Hipster Duck
Senior Member
You can believe whatever you like, but non-mortgage debt has been rising among Canadians for a quite a while now.
I'm not believing anything except what census evidence [from the US, I'll admit, but you and I would both admit that the US is kind of a bellwether for this] tells me. Non-housing and non-transportation spending as a proportion of household discretionary income is falling.
And it's not due to "frivolous spending", in general, it's due to maintaining the appearance of a middle-class lifestyle with reduced buying power. Note that it is impossible to support a family in a middle-class way on one average income these days. A couple generations ago, that was the norm.

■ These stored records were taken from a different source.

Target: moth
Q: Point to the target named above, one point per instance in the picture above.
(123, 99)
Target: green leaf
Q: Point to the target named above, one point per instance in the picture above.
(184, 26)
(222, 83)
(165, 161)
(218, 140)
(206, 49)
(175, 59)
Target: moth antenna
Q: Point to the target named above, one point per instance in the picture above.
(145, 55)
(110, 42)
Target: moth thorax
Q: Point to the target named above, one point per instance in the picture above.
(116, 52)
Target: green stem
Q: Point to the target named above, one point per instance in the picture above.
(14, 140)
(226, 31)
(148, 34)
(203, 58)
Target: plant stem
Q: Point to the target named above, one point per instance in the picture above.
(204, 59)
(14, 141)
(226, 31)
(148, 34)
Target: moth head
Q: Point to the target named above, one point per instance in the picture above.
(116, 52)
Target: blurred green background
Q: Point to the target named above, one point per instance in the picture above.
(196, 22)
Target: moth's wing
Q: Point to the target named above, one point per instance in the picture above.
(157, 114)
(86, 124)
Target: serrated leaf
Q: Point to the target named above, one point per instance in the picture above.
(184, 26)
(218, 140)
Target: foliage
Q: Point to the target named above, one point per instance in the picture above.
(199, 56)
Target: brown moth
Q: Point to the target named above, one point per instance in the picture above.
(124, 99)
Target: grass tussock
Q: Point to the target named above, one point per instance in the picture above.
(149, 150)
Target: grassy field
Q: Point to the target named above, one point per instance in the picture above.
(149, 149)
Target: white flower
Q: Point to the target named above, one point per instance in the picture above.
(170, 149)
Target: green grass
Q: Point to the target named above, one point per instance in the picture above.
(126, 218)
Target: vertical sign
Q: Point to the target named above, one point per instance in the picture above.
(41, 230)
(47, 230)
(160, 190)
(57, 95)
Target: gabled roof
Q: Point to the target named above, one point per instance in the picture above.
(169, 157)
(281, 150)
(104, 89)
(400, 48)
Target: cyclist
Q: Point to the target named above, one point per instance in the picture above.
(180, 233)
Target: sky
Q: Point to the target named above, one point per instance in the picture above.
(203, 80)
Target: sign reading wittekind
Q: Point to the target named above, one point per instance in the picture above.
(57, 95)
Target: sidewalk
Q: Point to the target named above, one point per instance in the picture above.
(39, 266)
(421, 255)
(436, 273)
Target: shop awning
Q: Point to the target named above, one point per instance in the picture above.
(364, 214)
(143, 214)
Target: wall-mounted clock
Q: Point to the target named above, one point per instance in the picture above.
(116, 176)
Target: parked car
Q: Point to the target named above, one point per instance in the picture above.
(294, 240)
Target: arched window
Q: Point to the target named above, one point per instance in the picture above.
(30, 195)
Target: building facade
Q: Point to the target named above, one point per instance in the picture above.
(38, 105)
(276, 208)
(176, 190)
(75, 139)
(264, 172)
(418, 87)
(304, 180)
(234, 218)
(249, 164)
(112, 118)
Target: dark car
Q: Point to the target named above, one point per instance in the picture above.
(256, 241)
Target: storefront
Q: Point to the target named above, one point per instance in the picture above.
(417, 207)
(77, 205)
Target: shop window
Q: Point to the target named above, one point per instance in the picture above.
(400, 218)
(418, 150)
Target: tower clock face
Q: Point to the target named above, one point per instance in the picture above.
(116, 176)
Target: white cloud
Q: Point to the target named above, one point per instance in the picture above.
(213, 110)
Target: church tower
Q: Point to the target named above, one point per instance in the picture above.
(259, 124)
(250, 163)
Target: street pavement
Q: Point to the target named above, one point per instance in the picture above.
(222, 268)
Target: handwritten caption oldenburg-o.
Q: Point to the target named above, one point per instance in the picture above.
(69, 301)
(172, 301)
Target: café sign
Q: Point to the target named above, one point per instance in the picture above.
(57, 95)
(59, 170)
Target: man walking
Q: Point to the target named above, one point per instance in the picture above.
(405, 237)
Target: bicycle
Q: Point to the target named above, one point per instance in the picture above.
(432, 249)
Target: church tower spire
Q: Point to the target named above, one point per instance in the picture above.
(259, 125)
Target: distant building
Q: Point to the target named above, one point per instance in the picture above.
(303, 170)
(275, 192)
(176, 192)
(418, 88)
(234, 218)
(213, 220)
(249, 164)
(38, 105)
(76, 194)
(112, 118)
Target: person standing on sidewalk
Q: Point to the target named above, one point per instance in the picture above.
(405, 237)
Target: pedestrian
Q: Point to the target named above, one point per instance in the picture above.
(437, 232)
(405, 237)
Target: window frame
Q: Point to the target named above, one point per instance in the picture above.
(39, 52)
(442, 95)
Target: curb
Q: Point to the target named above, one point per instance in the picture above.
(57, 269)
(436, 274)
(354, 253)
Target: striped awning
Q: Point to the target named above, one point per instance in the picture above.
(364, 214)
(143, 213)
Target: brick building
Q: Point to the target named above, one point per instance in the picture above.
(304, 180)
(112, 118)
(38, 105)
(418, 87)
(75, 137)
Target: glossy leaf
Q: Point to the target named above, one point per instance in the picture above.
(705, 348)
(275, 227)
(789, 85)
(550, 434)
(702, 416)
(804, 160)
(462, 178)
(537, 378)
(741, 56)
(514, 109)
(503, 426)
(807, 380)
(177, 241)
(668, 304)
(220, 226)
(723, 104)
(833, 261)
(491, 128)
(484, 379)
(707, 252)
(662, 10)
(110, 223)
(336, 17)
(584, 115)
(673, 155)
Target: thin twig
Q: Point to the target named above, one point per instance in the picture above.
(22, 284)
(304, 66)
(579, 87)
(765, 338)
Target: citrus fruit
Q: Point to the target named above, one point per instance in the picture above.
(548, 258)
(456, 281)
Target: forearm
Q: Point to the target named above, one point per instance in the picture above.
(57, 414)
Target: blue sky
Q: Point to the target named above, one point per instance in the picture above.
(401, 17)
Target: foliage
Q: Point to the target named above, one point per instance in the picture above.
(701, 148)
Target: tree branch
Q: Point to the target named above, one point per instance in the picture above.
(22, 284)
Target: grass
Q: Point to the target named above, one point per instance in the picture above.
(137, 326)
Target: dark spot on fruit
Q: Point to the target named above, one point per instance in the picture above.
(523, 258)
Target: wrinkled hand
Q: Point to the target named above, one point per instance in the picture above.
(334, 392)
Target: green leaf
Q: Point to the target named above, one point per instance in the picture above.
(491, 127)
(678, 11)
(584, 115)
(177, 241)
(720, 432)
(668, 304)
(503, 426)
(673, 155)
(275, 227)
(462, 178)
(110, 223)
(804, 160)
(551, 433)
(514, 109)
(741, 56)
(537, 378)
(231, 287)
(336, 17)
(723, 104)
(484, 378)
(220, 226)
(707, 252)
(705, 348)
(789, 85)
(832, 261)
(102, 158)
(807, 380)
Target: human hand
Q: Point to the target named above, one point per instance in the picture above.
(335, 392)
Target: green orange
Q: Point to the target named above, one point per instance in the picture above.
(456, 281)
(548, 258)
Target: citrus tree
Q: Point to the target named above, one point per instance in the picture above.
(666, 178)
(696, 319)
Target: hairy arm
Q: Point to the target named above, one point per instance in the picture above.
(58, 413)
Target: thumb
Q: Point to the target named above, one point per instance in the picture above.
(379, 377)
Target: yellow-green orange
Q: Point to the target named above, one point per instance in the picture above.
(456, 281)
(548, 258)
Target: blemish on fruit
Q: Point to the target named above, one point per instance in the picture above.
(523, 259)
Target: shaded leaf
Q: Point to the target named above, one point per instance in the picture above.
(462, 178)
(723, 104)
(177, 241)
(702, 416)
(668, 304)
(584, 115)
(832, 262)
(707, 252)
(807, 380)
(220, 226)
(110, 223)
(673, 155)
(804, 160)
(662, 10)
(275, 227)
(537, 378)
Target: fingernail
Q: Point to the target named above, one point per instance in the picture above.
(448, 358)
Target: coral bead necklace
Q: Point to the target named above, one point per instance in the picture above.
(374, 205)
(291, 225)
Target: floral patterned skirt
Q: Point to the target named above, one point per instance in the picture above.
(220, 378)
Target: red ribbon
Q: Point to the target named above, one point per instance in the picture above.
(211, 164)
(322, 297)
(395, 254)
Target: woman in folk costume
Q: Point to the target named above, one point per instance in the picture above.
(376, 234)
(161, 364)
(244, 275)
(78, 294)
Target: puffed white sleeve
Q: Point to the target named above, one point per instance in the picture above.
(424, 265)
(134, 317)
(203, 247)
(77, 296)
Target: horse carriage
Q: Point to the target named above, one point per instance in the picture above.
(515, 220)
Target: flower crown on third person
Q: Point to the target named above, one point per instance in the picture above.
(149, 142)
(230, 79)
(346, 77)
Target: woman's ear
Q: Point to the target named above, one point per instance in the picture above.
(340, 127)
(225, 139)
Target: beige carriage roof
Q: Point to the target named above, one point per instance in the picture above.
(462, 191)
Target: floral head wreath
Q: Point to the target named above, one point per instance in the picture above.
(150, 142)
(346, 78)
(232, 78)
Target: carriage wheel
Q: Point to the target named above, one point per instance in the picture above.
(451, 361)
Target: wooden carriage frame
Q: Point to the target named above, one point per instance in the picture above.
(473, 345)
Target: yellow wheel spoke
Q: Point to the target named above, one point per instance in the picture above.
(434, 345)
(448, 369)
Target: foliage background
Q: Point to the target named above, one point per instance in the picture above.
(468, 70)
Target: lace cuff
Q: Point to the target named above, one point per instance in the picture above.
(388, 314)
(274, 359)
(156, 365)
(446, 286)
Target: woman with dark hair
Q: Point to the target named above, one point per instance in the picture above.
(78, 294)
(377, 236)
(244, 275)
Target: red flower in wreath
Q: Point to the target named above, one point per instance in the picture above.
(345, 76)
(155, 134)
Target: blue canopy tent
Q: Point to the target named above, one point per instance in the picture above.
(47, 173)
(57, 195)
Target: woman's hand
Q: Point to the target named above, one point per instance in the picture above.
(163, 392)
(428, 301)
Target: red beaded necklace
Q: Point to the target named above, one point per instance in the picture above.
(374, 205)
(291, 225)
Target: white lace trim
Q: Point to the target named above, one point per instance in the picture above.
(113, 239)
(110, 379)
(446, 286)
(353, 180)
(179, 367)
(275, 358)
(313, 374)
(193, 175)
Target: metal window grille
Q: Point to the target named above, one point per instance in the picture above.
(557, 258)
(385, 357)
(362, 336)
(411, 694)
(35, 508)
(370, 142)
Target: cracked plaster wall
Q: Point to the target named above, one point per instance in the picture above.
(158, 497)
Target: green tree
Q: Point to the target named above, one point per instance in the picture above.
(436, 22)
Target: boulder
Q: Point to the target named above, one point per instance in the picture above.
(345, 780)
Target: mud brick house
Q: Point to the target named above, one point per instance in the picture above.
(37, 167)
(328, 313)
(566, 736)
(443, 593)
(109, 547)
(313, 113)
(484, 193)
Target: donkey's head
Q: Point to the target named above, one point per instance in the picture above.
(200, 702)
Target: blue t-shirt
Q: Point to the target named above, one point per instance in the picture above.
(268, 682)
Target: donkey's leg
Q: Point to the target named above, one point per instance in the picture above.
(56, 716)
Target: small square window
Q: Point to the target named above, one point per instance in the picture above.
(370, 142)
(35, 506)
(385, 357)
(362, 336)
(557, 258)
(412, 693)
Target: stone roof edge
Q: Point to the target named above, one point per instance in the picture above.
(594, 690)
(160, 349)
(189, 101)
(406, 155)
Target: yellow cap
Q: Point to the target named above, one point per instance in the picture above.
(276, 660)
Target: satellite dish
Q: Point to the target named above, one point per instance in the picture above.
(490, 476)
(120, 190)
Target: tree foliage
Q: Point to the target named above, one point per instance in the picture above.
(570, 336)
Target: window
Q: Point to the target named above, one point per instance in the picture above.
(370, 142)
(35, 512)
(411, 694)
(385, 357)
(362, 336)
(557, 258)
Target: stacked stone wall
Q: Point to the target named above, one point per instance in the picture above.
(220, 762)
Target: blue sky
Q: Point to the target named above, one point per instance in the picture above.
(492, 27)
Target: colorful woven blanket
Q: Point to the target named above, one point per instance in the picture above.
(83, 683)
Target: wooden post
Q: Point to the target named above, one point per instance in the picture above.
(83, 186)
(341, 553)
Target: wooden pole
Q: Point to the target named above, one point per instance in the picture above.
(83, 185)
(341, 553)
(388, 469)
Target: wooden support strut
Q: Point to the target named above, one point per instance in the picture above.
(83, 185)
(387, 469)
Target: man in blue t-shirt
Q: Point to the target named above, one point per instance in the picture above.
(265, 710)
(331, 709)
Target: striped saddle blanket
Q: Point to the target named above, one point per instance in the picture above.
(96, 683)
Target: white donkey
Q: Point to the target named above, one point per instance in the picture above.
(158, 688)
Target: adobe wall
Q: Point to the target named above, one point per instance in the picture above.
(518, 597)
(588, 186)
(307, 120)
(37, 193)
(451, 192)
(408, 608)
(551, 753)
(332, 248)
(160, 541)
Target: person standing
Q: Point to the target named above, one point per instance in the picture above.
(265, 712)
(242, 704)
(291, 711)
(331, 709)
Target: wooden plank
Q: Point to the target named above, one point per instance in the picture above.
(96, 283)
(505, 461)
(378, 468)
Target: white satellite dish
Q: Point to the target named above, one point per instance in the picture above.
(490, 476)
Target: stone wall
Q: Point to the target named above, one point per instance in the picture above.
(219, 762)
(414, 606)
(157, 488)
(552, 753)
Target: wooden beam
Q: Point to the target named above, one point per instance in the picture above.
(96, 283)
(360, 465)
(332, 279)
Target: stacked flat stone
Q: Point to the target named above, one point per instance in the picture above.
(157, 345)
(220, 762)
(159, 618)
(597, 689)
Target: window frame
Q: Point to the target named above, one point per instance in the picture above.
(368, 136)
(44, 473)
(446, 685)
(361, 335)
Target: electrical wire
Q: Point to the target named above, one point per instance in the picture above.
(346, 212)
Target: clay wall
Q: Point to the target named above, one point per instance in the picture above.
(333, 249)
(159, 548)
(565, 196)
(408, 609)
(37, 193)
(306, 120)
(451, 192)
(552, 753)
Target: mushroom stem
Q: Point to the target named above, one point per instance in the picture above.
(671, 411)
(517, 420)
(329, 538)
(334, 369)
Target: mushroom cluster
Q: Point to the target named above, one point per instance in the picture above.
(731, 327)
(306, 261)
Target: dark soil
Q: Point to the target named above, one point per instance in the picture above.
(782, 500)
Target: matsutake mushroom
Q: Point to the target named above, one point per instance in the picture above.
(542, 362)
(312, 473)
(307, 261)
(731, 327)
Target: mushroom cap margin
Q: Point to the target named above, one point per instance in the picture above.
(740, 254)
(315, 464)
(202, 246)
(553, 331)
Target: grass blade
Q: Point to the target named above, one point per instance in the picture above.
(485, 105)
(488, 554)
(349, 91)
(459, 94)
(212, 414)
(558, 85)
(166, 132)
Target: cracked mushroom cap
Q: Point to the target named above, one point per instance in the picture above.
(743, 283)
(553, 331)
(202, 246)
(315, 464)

A couple of generations ago, most honeymoons were to Niagara Falls. A couple of generations ago the average single family home was 900 square feet. A couple of generations ago most people got their shoes repaired and their clothes patched up, rather than throwing them away and buying cheap stuff (indeed, they can afford to throw them away because clothes are so cheap now). We might blame marketing for giving people the illusion that a middle class standard of living has to include a 2,200 square foot home with 2 cars and a vacation to a destination that involves a flight, but people made those choices themselves and are at least partially at fault. I would be sympathetic to the plight of the average Canadian family if their real income bought less than the exact basket of goods that a family in 1960 bought. If we paid more money to travel to Niagara Falls; if we paid more money for clothes or for the ham on white toast sandwiches instead of the Prosciutto and Ciabatta that we buy today, etc.